なぜ「木曜日ルール」で第1週が決まるのか
月曜始まりの1週間の中央にあたるのが木曜日であるため、その週の大半(4日以上)がどちらの年に属するかを木曜日の所属年で判定できます。1月4日は、暦の上でどんな曜日配置になっても必ず「その年最初の木曜日を含む週」の中に入るため、木曜日ルールと1月4日ルールは常に同じ週を指す、実務上扱いやすい基準として使われています。
年末が翌年の第1週になるケース
2026年の1月1日は木曜日にあたるため、その週の月曜日は2025年12月29日までさかのぼります。この週(2025年12月29日〜2026年1月4日)は1月4日を含むため2026年の第1週となり、12月29日〜31日という2025年内の日付が「2026-W01」という翌年の週番号で扱われる、年をまたぐ典型的なケースになります。
年始が前年の最終週になるケース
逆のケースもあります。

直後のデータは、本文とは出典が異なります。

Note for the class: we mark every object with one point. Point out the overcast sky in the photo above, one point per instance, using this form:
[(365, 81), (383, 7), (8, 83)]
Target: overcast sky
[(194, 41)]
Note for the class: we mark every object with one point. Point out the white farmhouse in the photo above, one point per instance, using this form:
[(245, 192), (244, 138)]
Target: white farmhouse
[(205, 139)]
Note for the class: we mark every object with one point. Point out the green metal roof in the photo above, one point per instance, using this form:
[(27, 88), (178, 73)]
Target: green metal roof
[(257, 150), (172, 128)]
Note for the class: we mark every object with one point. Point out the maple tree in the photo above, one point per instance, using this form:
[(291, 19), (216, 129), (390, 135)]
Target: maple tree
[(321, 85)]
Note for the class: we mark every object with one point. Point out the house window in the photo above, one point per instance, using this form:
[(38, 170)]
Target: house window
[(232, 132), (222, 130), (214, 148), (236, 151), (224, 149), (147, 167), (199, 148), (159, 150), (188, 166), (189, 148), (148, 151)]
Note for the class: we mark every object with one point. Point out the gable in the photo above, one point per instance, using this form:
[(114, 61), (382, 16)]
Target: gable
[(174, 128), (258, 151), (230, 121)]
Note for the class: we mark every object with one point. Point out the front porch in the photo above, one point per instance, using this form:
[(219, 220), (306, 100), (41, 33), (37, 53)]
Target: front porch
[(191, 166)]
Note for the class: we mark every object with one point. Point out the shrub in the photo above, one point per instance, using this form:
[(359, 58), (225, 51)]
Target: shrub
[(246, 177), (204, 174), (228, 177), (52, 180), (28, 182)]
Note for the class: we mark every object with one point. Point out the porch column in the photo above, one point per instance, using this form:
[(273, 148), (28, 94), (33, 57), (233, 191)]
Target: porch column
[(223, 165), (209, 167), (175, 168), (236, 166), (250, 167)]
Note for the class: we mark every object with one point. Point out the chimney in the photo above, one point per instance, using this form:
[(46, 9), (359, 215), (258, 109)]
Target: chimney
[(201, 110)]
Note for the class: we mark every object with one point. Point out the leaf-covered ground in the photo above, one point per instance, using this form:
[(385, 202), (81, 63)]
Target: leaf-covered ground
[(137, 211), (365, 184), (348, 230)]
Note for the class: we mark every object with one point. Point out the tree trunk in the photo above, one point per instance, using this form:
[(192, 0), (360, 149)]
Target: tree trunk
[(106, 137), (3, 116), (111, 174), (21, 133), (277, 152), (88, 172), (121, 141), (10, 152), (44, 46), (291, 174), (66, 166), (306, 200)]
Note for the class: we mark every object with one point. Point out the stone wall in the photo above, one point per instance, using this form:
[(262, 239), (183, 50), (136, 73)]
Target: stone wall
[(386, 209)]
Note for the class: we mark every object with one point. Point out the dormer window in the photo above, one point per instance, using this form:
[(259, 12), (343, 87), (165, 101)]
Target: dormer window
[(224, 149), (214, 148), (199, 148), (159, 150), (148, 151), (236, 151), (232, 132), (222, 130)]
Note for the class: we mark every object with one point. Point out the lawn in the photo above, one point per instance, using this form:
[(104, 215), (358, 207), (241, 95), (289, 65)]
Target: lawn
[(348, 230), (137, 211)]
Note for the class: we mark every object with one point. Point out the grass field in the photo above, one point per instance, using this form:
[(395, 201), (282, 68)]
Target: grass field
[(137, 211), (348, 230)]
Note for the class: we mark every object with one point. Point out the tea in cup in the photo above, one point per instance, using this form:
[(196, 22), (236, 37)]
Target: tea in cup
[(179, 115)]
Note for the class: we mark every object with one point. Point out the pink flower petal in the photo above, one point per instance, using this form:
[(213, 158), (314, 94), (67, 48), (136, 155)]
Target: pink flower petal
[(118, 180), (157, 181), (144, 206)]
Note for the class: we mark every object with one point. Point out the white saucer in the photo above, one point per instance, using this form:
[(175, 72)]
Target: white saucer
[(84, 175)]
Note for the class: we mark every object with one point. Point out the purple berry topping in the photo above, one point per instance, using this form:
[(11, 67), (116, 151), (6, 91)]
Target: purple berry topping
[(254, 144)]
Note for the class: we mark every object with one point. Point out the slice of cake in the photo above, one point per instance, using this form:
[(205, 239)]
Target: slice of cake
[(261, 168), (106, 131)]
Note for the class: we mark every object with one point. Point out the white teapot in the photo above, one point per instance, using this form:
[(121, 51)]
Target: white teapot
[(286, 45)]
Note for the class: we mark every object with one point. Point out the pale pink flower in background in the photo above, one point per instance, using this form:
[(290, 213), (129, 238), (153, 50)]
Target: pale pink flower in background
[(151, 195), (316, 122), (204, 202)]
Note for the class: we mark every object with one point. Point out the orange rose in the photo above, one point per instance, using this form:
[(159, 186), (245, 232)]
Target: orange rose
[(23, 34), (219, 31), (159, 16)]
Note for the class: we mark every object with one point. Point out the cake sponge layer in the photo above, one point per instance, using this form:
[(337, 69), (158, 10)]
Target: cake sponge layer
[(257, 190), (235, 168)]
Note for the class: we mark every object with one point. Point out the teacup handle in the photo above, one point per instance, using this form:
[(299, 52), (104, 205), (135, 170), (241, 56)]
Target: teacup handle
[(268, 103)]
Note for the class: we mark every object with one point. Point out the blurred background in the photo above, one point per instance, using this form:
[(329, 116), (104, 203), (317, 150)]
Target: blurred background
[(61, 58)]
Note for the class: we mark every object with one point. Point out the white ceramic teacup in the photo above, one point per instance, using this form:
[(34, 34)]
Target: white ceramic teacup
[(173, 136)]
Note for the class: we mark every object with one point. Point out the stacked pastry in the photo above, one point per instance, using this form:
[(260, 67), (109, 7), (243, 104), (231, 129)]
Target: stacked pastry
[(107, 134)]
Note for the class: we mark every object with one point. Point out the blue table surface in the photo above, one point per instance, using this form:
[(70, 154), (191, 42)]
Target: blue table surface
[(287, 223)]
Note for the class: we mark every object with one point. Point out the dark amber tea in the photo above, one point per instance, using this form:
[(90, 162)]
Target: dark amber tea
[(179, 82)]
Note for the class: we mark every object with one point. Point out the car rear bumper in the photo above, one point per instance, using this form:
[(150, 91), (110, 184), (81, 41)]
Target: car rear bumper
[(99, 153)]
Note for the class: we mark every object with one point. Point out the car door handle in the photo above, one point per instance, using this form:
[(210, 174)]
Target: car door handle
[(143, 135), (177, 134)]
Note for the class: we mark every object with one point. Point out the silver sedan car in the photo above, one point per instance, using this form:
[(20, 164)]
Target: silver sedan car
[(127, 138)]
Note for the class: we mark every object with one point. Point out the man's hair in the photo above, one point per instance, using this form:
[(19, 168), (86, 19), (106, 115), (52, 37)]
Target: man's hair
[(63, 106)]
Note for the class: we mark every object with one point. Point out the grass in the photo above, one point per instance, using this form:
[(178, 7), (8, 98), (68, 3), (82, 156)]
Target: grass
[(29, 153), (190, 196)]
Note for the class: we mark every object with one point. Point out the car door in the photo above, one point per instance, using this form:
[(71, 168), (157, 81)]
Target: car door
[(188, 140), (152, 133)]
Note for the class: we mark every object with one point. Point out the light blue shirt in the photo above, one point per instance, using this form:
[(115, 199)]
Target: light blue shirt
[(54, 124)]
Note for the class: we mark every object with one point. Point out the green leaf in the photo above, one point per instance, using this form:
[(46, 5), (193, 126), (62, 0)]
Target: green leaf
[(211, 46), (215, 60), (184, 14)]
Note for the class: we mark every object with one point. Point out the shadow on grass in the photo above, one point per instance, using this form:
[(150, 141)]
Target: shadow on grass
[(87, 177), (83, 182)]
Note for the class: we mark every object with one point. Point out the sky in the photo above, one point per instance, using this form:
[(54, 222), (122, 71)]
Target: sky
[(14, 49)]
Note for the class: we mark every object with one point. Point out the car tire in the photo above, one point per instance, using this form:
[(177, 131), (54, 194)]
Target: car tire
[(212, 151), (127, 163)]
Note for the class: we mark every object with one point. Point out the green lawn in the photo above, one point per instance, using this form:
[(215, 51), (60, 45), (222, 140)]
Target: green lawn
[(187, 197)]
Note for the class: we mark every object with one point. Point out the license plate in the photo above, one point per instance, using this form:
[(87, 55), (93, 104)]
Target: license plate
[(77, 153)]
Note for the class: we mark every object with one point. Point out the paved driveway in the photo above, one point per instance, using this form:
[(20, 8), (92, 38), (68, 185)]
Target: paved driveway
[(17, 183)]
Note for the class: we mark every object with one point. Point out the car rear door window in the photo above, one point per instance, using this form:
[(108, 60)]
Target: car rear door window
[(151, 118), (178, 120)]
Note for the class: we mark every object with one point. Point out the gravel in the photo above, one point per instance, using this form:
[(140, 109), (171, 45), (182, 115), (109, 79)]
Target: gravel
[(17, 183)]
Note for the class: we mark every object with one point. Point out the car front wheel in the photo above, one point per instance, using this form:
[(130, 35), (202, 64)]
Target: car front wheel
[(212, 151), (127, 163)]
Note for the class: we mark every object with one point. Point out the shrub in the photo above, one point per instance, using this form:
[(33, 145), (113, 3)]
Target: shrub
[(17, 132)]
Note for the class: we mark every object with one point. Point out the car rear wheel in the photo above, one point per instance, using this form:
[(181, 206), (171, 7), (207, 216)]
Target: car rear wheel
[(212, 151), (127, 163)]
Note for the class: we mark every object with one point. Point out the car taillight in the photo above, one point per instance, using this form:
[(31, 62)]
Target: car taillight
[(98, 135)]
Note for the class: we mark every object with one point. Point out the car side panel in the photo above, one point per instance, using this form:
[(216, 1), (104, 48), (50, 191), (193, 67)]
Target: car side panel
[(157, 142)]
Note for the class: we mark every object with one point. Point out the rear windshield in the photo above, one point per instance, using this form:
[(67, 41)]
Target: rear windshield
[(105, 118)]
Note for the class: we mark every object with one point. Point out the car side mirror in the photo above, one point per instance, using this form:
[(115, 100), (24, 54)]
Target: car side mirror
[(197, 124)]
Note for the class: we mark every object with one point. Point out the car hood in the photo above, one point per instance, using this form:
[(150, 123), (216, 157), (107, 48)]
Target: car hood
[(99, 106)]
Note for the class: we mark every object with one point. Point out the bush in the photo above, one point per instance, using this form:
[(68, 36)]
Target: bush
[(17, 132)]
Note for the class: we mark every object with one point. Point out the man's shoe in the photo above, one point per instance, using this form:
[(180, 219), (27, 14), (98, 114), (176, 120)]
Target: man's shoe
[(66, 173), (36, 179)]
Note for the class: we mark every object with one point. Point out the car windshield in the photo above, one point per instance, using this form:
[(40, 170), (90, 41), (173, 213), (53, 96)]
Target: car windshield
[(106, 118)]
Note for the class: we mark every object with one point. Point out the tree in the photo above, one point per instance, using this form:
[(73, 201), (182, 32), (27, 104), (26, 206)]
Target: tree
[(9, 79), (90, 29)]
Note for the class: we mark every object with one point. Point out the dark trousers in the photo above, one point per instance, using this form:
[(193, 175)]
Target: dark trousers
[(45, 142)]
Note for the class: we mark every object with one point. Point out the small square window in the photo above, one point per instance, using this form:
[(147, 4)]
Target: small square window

2027年の1月1日は金曜日にあたり、この週の木曜日は2026年12月31日です。したがって2027年1月1日〜3日は、2026年の最終週(2026年は53週まである年のため第53週)に含まれ、「2026-W53」という前年の週番号で扱われます。年をまたぐ週は、月初の週番号にも年末の週番号にも起こり得ます。
53週まである年の見分け方
1年は365日(うるう年は366日)で、7で割ると1日(うるう年は2日)余るため、多くの年は52週+αで終わり、条件がそろった年だけ53週になります。53週になるのは、1月1日が木曜日の年(うるう年かどうかを問わない)、または、うるう年で1月1日が水曜日の年です。53週の年はおよそ5〜6年に1度の頻度で訪れます。
ISO週番号を使うときの注意点
注意したいのは、ISO週は月曜始まりが前提のため、日曜始まりで週番号を数える一部の慣習(米国式カレンダーなど)とは番号がずれる場合があること、そして「2026-W01」という表記だけでは曜日が定まらず、実際の日付を得るには曜日番号(1〜7)も合わせて指定する必要がある点です。
よくある質問
ISO週の1週間は何曜日から始まりますか
月曜日から日曜日までです。日曜始まりで数える慣習とは週番号がずれることがあります。
2026年の第1週はいつからいつまでですか
2025年12月29日(月)から2026年1月4日(日)までです。1月1日が木曜日にあたるため、12月29日〜31日も2026年の第1週に含まれます。
ISO週が53まである年はどうやって見分けられますか
1月1日が木曜日の年(うるう年かどうかを問わない)、またはうるう年で1月1日が水曜日の年に53週になります。